The composer Edward Elgar was friends with the former owner (Mr. Embleton) of 'The Cedars' – now a residential home – and often stayed in the village. Nick Hodgson, drummer of the Leeds band the Kaiser Chiefs, has family connections with the village. The band officially opened the new village primary school on 16 January 2006. Other notable residents of the village have included Rugby league players Brian Lockwood, Dean Mountain, Daryl Powell, Ben Crooks, Kelvin Skerrett, Joe Arundel and footballer Paul Rickers.
.

Each year the village holds a Scarecrow Festival, a competition in which residents take part.
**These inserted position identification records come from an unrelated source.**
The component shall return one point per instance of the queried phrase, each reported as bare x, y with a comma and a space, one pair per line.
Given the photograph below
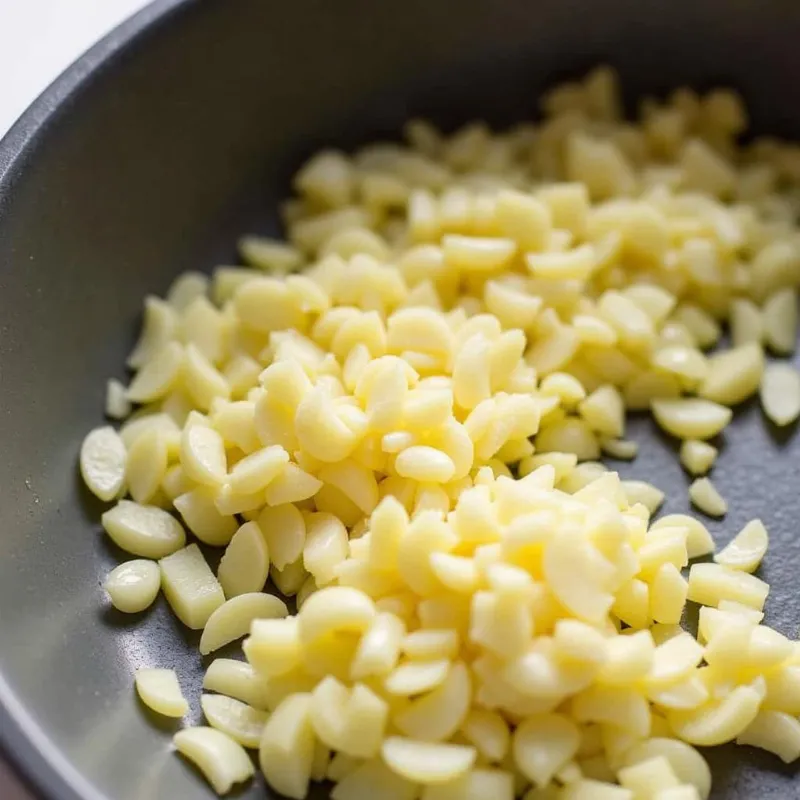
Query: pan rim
24, 744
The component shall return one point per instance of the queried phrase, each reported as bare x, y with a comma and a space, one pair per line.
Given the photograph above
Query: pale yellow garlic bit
134, 585
159, 690
746, 549
145, 531
232, 619
103, 462
243, 723
190, 586
780, 393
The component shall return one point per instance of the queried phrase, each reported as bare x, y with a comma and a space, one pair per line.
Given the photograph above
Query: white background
38, 40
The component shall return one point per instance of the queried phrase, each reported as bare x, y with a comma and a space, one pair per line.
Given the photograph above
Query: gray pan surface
147, 158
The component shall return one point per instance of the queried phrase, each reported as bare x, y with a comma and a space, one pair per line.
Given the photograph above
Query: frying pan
147, 157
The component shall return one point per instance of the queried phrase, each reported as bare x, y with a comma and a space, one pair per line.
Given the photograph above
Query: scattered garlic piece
780, 393
705, 496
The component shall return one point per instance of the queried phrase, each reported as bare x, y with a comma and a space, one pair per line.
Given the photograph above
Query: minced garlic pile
396, 417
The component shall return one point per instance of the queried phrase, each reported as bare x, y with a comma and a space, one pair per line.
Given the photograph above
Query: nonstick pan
146, 158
Methley Cricket Club won the Village Cup national competition at Lord's, in 1998. Yorkshire and Worcestershire player Matthew Waite, has represented Methley C.C.

Methley United A.F.C. (formerly Methley United JFC) are the local football club. The original village football club was Methley Perseverance F.C. Methley Welfare F.C. and Methley Rangers F.C. are also now defunct village clubs. United were formed in 2002 for local juniors to play football in the village and the club in 2021, now have a staggering 29 teams, made up of junior teams (U5s-u18s), alongside a male vets team and ladies team. The club are one of the fastest growing football clubs in the country.

Methley Warriors A.R.L.F.C and Methley Royals R.L.F.C., are the village Rugby League teams.